The charismatic leader of the mutineers, Jeronimus Cornelisz, acted from a variety of motives, neatly summarised by the author Mike Dash: "As the owner of a failed business, with an abandoned child and a dead child, he had no particular desire to see the United Provinces [Holland] again. As a near-bankrupt seeking to make his fortune in the Indies, he was engaged in an enterprise that left him not much more than a 50/50 chance of coming back alive even if he was successful. And as an East India Company officer with ready access to the great cabin in the stern, he had seen the dozen chests of money there and knew they contained a fortune that would allow anyone who seized it to spend what was left of his life in consummate luxury."
To complete the picture, Cornelisz was an Anabaptist, part of a particularly vicious sect that lived by completely different moral precepts to the rest of humanity. This entrancing book, an adult version of Lord of the Flies that is, moreover, entirely true, is as well researched as it is impressively written. It comprises torture, illicit sex in the skipper's closet, several horrifically cold- blooded executions, scurvy, lice, rape, 3,500 cockroaches, a watch- keeper named Half-Awake, breathtaking treachery, and St Fiacre the patron saint of haemorrhoids.
As the Batavia's survivors quickly ate their paltry food stores and drunk the only water immediately available, they tried to work out how they could possibly survive on "a barren strip of coral rubble, 500 yards long, less than 300 yards across with no hills, no trees, no caves and little undergrowth". Nor were there any water- pools, wells or land animals to be found, so once the officers' boat was out of sight Cornelisz resorted to a series of brilliant machiavellian manoeuvres to reduce the numbers of mouths to feed.
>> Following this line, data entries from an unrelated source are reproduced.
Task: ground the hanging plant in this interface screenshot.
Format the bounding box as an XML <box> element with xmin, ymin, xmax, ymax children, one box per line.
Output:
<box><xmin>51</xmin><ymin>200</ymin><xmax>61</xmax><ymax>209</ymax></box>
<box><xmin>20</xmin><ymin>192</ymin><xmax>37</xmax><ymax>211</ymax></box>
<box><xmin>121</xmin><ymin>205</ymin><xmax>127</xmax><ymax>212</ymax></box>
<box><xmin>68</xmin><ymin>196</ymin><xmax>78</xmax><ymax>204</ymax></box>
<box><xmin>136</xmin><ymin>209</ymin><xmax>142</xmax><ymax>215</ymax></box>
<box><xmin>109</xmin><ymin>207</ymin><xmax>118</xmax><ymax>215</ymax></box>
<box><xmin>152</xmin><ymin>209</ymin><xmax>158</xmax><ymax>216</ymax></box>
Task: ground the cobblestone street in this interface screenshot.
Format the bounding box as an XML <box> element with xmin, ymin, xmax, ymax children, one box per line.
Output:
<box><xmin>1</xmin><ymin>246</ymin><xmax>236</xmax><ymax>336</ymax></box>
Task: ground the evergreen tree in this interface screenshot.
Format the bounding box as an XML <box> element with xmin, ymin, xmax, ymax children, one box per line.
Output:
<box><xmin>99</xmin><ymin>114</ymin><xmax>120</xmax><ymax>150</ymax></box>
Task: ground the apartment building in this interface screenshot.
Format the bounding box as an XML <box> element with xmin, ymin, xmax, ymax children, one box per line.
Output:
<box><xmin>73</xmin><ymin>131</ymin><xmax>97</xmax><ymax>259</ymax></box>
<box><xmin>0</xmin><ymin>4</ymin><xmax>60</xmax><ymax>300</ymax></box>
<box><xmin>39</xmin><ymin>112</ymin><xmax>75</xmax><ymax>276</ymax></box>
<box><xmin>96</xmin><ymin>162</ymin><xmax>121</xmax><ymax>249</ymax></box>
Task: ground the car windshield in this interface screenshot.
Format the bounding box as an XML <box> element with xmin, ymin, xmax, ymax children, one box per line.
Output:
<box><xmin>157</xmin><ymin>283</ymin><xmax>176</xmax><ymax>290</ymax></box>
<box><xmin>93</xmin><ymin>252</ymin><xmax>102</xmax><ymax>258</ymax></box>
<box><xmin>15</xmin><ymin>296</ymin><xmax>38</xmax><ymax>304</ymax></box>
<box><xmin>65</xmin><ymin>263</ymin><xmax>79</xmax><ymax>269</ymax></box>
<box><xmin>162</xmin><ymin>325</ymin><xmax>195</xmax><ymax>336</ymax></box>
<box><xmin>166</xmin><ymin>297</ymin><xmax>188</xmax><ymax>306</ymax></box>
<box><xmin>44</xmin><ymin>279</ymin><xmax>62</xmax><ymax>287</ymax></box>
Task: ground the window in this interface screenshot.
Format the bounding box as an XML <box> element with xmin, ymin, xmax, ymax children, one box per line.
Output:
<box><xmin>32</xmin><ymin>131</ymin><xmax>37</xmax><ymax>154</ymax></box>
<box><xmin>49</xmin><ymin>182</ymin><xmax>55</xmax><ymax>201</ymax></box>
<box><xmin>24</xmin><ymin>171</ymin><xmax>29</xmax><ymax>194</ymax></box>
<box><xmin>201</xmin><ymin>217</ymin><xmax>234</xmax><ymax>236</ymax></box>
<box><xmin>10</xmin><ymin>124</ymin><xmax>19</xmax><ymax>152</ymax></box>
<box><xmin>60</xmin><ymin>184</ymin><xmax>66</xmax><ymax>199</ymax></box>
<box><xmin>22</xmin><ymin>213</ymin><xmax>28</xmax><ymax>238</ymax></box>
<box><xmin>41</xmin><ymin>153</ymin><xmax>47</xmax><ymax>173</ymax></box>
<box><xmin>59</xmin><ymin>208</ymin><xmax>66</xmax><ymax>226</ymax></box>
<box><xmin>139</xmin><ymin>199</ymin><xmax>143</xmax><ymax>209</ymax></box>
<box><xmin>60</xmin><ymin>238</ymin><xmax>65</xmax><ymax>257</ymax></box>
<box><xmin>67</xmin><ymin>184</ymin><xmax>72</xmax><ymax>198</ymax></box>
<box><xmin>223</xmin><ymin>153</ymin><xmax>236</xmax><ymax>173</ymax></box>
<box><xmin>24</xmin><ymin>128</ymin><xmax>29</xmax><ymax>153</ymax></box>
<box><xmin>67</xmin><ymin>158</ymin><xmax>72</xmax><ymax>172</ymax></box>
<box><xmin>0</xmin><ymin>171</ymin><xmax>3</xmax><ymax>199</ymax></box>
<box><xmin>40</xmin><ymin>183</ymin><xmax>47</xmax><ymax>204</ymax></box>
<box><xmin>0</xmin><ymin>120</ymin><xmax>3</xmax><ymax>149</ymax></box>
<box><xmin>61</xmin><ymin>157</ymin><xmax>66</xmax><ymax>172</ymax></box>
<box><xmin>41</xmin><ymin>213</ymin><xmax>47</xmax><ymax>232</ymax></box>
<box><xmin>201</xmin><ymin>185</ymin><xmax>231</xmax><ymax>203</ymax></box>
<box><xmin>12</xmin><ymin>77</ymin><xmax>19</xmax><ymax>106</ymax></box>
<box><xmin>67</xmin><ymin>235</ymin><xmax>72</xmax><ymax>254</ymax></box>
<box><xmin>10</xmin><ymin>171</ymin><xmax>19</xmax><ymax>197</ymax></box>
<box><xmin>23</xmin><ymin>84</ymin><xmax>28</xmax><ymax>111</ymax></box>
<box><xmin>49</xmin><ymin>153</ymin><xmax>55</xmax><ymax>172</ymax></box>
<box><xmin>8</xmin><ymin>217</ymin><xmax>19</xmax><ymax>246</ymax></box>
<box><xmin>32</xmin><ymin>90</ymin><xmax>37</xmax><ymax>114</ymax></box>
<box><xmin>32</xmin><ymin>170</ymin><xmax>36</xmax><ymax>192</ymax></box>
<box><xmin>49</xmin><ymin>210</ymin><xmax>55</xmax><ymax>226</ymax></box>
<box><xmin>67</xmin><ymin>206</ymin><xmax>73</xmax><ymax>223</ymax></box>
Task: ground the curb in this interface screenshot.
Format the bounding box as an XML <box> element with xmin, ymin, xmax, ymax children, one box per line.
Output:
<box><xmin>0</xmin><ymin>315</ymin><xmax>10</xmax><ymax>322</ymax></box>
After small groups were rowed off to adjoining islands to look for water he knew was not there, with vain promises of being picked up later, Cornelisz's men began killing the rest. Some were judicially executed, others murdered in secret, but after a while the killings became arbitrary.
Dash brilliantly conveys the horror on the island that became known as Batavia's Graveyard as the realisation of Cornelisz's intent dawned on those who were left.
At first Cornelisz's followers " murdered because the alternative was to become one of the victims, and because the favour of the captaingeneral meant improved meat rations and access to the island's women". Yet fairly soon after they had finished killing to settle scores or to punish dissent, the mutineers began decapitating cabin boys and strangling women simply for the pleasure of it.
Like a good whodunit, this enthralling, thought-provoking book ends with an exciting, unexpected finish. It is obviously the product of a great deal of archival research, but it would also make a superb movie - Treasure Island meets Deliverance.
Andrew Roberts's Napoleon and Wellington has been published recently.